Vietnamese traffic signs for left/right turns have directional meaning. YOLO's default horizontal flip augmentation (0.5) would teach the model that a "turn left" sign is the same as "turn right" — corrupting the entire directional class.
Why FrameGrabber thread?
cv2.VideoCapture.read() blocks until the next frame arrives (~33ms at 30Hz webcam). Running inference on the same thread would cap FPS at 30. Separating capture into a dedicated thread allows inference to run freely at GPU speed.
Why EasyOCR for speed signs? Speed limit signs share identical circular red borders — the only difference is the number inside. YOLO alone misclassified 30/50/60/80 km/h signs. OCR on the cropped detection region resolves this with high accuracy.

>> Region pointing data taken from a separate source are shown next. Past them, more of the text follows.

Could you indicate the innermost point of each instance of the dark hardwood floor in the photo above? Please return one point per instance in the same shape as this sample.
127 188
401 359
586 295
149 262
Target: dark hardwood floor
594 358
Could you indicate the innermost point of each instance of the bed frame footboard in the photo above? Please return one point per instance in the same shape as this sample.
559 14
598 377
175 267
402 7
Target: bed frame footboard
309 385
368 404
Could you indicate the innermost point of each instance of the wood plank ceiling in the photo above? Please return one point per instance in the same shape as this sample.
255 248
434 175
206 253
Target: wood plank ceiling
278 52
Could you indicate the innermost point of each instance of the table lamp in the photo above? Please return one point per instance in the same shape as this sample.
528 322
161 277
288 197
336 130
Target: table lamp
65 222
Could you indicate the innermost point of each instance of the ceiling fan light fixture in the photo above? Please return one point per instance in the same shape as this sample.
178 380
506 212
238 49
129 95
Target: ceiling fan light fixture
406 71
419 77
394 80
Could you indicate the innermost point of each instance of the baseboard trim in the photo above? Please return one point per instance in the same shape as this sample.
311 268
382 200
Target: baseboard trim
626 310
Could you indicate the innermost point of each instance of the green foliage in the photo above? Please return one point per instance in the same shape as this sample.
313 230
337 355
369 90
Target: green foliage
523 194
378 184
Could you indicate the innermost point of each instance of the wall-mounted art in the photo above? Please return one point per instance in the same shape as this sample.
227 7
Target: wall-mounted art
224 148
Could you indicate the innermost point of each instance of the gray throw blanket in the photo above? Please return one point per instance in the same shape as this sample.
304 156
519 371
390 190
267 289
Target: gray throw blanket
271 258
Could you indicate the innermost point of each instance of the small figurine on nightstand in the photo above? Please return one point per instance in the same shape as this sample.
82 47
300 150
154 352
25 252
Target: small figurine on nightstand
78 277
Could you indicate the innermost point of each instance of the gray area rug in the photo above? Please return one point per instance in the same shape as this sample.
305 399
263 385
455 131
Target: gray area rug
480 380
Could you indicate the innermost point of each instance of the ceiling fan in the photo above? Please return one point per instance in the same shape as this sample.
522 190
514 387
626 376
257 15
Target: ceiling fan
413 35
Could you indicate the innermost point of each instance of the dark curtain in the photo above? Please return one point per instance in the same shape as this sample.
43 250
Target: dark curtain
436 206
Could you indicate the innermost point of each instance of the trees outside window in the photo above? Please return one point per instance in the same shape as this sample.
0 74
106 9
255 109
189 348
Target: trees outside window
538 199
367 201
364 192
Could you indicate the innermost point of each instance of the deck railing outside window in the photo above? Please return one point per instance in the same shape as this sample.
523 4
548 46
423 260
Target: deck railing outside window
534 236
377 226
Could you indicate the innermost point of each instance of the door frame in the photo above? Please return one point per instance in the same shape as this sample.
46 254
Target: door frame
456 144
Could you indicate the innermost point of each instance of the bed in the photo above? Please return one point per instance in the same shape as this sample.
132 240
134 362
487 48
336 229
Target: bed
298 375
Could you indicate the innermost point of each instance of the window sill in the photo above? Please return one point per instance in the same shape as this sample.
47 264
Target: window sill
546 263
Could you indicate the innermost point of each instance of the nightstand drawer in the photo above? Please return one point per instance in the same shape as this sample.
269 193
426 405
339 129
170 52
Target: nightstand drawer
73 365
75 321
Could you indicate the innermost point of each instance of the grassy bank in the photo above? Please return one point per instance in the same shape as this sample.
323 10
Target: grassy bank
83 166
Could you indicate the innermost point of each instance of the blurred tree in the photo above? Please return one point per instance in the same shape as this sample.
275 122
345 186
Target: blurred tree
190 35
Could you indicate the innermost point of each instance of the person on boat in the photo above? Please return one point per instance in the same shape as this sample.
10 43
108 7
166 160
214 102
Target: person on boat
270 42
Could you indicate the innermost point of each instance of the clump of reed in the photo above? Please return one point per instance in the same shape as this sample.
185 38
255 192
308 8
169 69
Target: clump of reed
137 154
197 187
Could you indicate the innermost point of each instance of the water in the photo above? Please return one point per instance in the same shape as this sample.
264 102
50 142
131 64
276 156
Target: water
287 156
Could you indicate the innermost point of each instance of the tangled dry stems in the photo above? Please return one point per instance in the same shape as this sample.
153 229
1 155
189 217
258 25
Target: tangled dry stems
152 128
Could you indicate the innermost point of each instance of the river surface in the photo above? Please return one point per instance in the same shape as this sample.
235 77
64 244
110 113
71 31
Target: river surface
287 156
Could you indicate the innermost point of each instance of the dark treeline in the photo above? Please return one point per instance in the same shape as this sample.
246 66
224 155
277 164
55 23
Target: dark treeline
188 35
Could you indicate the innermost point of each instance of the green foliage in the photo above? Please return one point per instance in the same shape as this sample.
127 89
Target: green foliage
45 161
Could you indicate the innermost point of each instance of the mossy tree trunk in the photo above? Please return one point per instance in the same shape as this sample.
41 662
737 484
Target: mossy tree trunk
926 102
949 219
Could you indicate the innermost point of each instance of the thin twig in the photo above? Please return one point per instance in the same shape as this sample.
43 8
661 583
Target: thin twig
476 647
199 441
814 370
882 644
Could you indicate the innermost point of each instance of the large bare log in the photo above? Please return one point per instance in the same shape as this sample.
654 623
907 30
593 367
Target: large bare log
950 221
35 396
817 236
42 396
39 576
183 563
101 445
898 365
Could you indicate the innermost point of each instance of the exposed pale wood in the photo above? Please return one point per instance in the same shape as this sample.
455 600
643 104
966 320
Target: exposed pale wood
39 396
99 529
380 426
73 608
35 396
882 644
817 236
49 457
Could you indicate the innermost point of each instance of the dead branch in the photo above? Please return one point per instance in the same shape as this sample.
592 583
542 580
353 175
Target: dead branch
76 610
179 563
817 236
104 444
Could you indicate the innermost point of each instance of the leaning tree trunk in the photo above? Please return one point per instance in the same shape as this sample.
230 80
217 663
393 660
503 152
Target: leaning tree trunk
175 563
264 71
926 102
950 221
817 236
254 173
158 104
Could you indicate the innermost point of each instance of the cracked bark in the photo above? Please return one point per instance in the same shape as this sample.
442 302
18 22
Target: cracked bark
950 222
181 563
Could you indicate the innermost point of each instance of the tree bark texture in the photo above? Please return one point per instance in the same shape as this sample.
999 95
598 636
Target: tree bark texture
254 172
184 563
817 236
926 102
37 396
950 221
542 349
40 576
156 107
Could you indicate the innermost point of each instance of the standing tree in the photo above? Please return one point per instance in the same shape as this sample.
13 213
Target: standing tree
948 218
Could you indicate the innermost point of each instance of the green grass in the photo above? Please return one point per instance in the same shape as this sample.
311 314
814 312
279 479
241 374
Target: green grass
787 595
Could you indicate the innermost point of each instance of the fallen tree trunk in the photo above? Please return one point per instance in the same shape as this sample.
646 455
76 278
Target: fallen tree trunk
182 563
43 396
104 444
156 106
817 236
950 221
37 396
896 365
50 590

Why selective augmentation?
- Some classes are not too few to be eliminated, but also not enough to train effectively due to insufficient numbers, causing an imbalance between classes. We will use selective agmentation to increase the diversity and number of classes.
- Different between train with selective augmentation and without selective augmentation
mAP@50 improvement across dataset iterations:
| Iteration | Dataset Size | mAP@50 |
|---|---|---|
| + Kaggle data | ~4,000 imgs | ~0.62 |
| + Merged dataset & Self-labeled |
~16,000 imgs | ~0.37 (Overfit) |
| + Merged dataset & Self-labeled & Selective Augmentation |
~16,000 imgs | ~0.78 |
| + OCR pipeline | ~16,000 imgs | ~0.85+ (effective) |
- The improved model can recognize all types of traffic signs in the Vietnamese traffic sign system.
- Quantizing the model and embedding it into processing computers allows for integration into autonomous vehicle systems.
- Helps alert users when they violate traffic sign regulations.
Nguyễn Đức Minh Trí Robotics & AI Student — Hanoi University of Industry (HaUI)
This project is licensed under the MIT License — see the LICENSE file for details.